Friday, August 21, 2009

The Russki Files: Awesome Women

Russian literature is not exactly known for its heroines. The vast majority of its protagonists are men—brooding, unstable, superfluous men who are too intelligent (or think they are) for the vapid society into which they were born. Behind the heroes, however, there are often women slinking about, pulling strings and being generally awesome. (Spoiler warning below.)

Tatyana Larina (Eugene Onegin, by Aleksandr Pushkin) – Some readers will surely identify with Tanya, a shy and bookish girl who rejects the superficiality of society. When the charming dandy Eugene Onegin comes to dine at her family’s manor, however, she falls head-over-heels in love with him and writes him a letter expressing her adoration. He coolly rejects her. But years later, when she is a mature, married Moscow woman, he realizes his mistake and tries to win her over. Remembering her past and how she has been hurt, she rebuffs his advances. Essentially, Tatyana Larina embodies my long-standing fantasy of being able to tell my high school crushes who paid no attention to me, “Sorry, I’m not interested.”

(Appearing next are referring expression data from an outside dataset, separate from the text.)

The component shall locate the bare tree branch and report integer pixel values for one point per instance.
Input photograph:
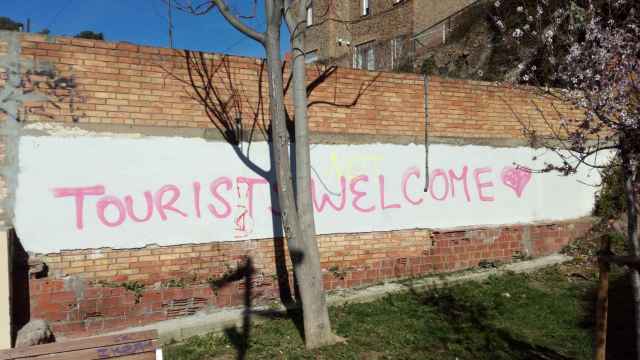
(237, 23)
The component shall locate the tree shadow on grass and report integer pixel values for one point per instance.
(474, 333)
(240, 338)
(620, 324)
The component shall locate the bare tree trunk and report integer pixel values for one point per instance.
(317, 327)
(630, 169)
(602, 303)
(280, 140)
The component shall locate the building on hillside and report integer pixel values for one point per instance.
(378, 34)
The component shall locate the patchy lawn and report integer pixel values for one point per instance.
(544, 315)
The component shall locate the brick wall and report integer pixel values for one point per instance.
(95, 290)
(176, 278)
(117, 83)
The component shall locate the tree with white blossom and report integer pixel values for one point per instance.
(590, 50)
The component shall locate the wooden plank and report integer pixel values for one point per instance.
(121, 351)
(73, 345)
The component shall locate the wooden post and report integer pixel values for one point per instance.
(602, 304)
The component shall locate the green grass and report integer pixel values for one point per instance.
(544, 315)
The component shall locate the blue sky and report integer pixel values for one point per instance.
(139, 22)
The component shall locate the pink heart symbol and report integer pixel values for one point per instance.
(516, 178)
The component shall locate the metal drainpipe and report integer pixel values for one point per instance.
(426, 133)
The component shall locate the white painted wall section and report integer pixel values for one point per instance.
(90, 192)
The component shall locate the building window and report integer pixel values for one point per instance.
(310, 57)
(396, 52)
(310, 14)
(364, 57)
(365, 8)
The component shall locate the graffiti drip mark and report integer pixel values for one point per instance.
(516, 178)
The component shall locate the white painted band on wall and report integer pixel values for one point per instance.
(91, 192)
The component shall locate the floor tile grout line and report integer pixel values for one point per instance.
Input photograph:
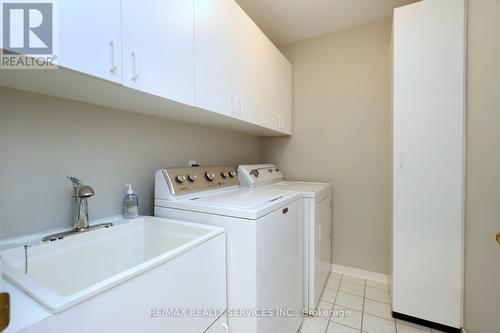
(334, 301)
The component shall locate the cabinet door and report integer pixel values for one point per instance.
(89, 37)
(277, 84)
(214, 36)
(429, 113)
(158, 48)
(249, 69)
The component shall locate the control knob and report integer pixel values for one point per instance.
(210, 176)
(180, 179)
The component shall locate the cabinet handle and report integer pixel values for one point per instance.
(240, 103)
(401, 159)
(112, 69)
(135, 73)
(233, 104)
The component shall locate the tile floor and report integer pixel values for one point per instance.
(353, 305)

Sofya Semyonovna Marmeladova (Crime and Punishment, by Fyodor Dostoevsky) – Sonya’s life is miserable—an alcoholic father who forced her into prostitution, few friends, no respect—but through her quiet, somewhat fanatical spirituality, she finds strength. This strength converts into a magnificent command over others, and without the influence of her gentle, serene, righteous force, Raskolnikov would never have found the power to confess to his eponymous crime.

Natalya Ilyinichna Rostova (War and Peace, by Leo Tolstoy) – Natasha Rostova is, in the context of War and Peace, the ideal Russian woman—and she is not a submissive, reticent, wifely type either. She is impulsive, spontaneous, full of life and light, always game to sing and laugh and make friends. As a young woman she is very beautiful, but once she becomes a mother, she cheerfully lets herself go and becomes dowdy and plump. This does not stop her husband Pierre from being madly in love with her. In fact, it is nigh impossible for anyone to read War and Peace without falling a little bit in love with Natasha.

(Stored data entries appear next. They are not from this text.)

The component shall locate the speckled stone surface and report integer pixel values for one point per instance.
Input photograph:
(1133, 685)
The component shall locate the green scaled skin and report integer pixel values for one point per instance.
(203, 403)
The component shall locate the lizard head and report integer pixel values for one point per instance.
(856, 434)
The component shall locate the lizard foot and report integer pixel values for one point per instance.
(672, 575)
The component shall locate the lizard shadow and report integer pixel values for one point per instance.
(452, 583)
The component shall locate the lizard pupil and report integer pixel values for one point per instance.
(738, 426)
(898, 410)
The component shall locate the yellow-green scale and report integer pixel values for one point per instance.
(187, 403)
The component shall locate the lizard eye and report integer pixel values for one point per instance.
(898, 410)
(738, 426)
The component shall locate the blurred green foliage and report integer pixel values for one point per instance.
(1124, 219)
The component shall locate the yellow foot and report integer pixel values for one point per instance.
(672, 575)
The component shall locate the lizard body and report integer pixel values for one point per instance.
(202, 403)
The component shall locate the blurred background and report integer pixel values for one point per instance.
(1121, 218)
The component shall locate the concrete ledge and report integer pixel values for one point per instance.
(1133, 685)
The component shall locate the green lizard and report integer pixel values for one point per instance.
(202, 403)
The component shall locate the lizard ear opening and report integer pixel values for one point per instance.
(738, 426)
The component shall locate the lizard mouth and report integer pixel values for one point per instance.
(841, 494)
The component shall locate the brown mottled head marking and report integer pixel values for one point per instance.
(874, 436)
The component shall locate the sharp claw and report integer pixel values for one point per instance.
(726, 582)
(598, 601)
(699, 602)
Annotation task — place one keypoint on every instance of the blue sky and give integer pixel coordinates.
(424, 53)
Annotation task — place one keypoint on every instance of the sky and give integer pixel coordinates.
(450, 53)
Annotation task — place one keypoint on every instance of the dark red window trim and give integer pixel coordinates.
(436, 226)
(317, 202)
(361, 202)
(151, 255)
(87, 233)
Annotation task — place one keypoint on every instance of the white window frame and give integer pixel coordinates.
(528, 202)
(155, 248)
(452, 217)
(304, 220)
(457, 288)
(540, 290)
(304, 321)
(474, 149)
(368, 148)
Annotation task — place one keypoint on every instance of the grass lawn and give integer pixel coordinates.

Agrafena Aleksandrovna Svetlova (The Brothers Karamazov, by Fyodor Dostoevsky) – Agrafena is more commonly known as “Grushenka,” which translates to “little pear.” The nickname is appropriate, for Grushenka is a pear-shaped Russian beauty who holds an astounding power over the men in the community, even sparking a paramount rivalry between Dmitri Karamazov and his father Fyodor. She has amassed a small fortune through lending money and charging exorbitant rates of interest, and has pared down to an art form the manipulation of men using her feminine wiles. Though by today’s standards this may not be considered an admirable thing, during Dostoevsky’s life, feminine wiles were really all women had going for them. I say, more power to her.

--Emmaline Silverman

Photo: Audrey Hepburn as Natasha Rostova in the 1956 film adaptation of War and Peace.